Page MenuHomeSoftware Heritage

Migrate sentry to admin vlan
Closed, MigratedEdits Locked

Description

Impacts after migration:

  • [1] still reachable as before
  • the machine shall be reached at riverside.internal.admin.swh.network (ssh).

Note:
Node exposing sentry service: riverside.internal.softwareheritage.org [2].

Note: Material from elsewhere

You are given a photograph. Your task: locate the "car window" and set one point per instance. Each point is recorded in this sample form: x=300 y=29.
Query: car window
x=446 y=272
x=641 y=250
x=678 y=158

[1] https://sentry.softwareheritage.org

[2] https://inventory.internal.admin.swh.network/virtualization/virtual-machines/12/

Step-by-step plan:

  • Gandi: Reduce sentry.s.o CNAME ttl early (days before migration starts, e.g. ~300s)
  • Inventory:
    • Reserve new ip in vlan 442
    • Deprecate the ip from vlan 440
  • D7045: Puppet manifest adaptations for moving the node to the admin vlan [4]
  • Firewall: Open rule to allow access from pergamon to riverside:9000
  • On {pergamon, riverside, rp1} [5]
    • Stop puppet agent
  • On pergamon
    • Deploy new puppet manifest change (last time we forgot ¯\_(ツ)_/¯)
  • On riverside:
    • Update the ip to the new vlan442 ip (192.168.50.70)
      • Connect through ssh and adapt /etc/network/interfaces with new ip
      • Modify directly through the proxmox ui (not terraform-ed yet)
      • Adapt hardware entry about network (proxmox ui) to change from vmbr0 to vmbr442
    • Update the hostname to riverside.i.a.s.n
    • Remove the puppet certificates rm -rf /var/lib/puppet/ssl (agent node)
    • Update facts deployment and subnets /etc/facter/facts.d/deployment.txt to admin [6]
    • Reboot machine (poweroff, start)
    • Run puppet with puppet agent --test --fqdn riverside.internal.admin.swh.network
    • Install necessary facts for cloud-init to stop tampering with /etc/hosts
  • On pergamon:
    • Run puppet agent
    • Decommission riverside.i.s.o certificate
  • On rp1:
    • Run puppet agent
  • Gandi: Change sentry.s.o CNAME value from pergamon to swh-rproxy3.inria.fr. (to target the admin reverse proxy)
  • Inventory:
    • Change the reserved ip status to active
    • Update sentry node with its new ip [1]
  • Clean up no longer necessary sentry reverse proxy on pergamon
  • Gandi: Bump the sentry.s.o CNAME TTL to "standard" value of 1800 (like the others)
  • Terraform:
    • Reference riverside node in sysadm terraform admin manifest [3] node is diverging too much, the risk/benefit seems off so we don't do it.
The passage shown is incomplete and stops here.